Вещи выше людей – потому что молчат.
«Фамилия» выше «Сток-центра».
Ассортиментом и ценами, и теплом
безмятежных воспоминаний —
выше «Сток-центра».
В бороздах душного текстильного туловища,
покрытого пылью, —
запах жесткой дезинфекции; тело висит
на скелете кронштейна.
Счастлива как никогда. В овеществленное
и крайне личное время,
еще не рождённая, без речи и отношений:
к людям, себе, человеку.
На подходе к «Фамилии»,
свернув к промзоне от Семеновской, пыль ест глаза.
Зима, ни одежды, ни тела.
Иду – за одеждой и телом в «Фамилию».
Там ждёт семья
курток, свитеров и сапог.
Озарение холодом очарованного мозга:
«мы» больше нет.
«Нас» нет – и это божественно!
Что «нас нет» – нужно для продолжения жизни
Богу. Христу, как знаю Его.
Люди не тактильный теплый комок, а застежки.

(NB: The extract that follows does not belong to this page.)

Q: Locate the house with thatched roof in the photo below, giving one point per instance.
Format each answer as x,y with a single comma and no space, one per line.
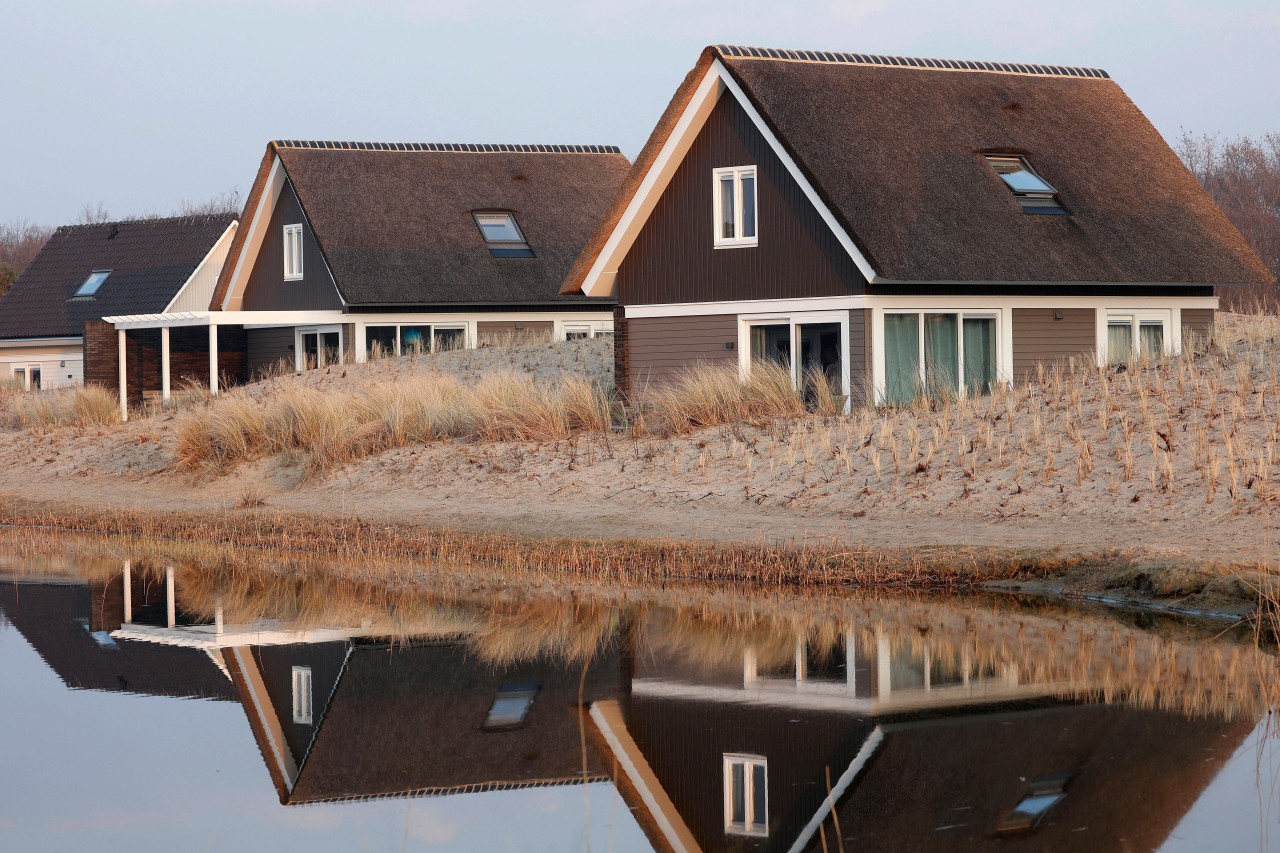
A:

Пыль – о том, что Бог не наблюдает ничего,
что бы объединяло людей.
Пыль о том, что общности нет
и у представителей малых сообществ.
Что знала о них – то забыла.
Будь то религия, социализм
или документальное родство.
Пыли можно довериться – пыль мыслит непредвзято.
Шла умирать. Вошла в рай.
Сапоги «Траста» – семьсот рублей.
Куртка, розовый английский цвет,
хлопковая раковина, на гусином пуху.
Восемьсот, мне подходит. Стирала руками.
Пух (что удивительно) высох.
Свитера примеряла долго.
Купив, теребила шерсть в мыльной воде.
Вещи идут к человеку. Человек без вещей слишком легок —
его крутит метель.
Человек умирает от холода и от жары,
человек промокает насквозь.
Из нутра человечьего, из мозга, яиц и влагалища —
поднимается птица,
бледный снегирь паранойи;
носится,
носится от стены к стене,
сбивая иконы, мешая читать псалтирь
и нагоняя температуру.
Алый вагончик спешит, уходит навеки от станции —
не удержать.
Человека волочит и тащит; он истрепался:
любимые стали иголками.
Тогда возникает одежда – подобие тела и новое тело.
Две черные юбки.
Турция, мелкий вельвет. Жили долго.
Подрубила подол, немного укоротив.
Надевала с симпатией.
А сколько сестёр их висело, лежало и стоило.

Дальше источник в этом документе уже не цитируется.